Conservation efforts may also be aided by additional genetic research on the reproductive biology of P. lewtonii. For example, given that seed germination rates are very low (2–20 %; Weekley and Brothers 2006; Lindon and Menges 2008), an experiment to quantify how outcrossing/inbreeding affects seed viability and germination would be useful. To do this, seeds could be harvested from aboveground CH flowers and genotyped to quantify the percentage of seeds produced by outcrossing versus inbreeding to understand the overall outcrossing rate. Comparing this number to the average percentage of germinants produced by outcrossing versus inbreeding would indicate whether low seed germination rates are caused by inbreeding depression.

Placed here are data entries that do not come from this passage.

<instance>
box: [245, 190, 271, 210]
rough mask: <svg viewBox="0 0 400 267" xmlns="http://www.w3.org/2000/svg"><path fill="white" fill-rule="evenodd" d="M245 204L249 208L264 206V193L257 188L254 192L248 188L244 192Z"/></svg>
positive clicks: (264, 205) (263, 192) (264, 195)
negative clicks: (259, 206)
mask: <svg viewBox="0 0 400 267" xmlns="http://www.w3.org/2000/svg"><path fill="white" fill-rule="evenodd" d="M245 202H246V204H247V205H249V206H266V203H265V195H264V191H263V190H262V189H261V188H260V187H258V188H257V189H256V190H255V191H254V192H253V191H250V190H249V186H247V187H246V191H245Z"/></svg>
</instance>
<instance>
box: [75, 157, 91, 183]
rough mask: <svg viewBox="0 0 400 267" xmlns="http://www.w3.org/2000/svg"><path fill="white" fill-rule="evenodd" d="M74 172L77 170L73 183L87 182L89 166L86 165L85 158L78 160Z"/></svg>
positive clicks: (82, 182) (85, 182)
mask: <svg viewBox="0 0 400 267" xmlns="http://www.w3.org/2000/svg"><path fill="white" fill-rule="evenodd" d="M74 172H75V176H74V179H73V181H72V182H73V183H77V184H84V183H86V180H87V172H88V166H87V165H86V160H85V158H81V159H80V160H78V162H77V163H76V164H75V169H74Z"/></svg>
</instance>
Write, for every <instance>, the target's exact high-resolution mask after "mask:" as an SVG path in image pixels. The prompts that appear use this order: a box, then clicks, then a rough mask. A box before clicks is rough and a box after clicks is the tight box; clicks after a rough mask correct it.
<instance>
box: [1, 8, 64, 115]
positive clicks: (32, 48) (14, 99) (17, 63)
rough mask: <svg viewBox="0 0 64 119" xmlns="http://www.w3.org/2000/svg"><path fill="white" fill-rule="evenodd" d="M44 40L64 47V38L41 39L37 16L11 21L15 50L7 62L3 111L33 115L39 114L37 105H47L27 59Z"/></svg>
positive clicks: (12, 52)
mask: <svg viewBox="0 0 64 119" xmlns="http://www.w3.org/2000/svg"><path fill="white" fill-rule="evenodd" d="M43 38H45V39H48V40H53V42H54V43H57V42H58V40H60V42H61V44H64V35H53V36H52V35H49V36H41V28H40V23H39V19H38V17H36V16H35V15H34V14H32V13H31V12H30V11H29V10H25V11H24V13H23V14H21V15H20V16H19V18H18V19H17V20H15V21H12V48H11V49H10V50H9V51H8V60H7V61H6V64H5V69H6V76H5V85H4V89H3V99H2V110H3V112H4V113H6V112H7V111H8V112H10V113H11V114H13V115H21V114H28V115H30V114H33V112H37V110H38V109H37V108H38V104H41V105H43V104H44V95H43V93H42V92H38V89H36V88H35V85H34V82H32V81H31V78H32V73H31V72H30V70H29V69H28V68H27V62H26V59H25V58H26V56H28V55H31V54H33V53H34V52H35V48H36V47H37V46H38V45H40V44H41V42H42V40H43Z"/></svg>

Additional experiments to evaluate the performance and fitness of inbred versus outcrossed individuals would also help determine whether inbreeding depression is negatively affecting populations. If we find strong evidence of inbreeding depression, then improvements in outcrossing rates could be accomplished by transplanting individuals between genetically different populations. Additionally, genotyping seedlings to understand the rates of outcrossing versus inbreeding in years with and without fire would help to determine if environmental differences are affecting the relative germination rates of aboveground versus belowground seeds. If aboveground seeds germinate more readily after a fire, this would result in an increase in the frequency of outcrossed individuals in a population; such research may reveal an additional means by which to promote increases in the outcrossing rate and concomitantly, levels of genetic diversity in P. lewtonii.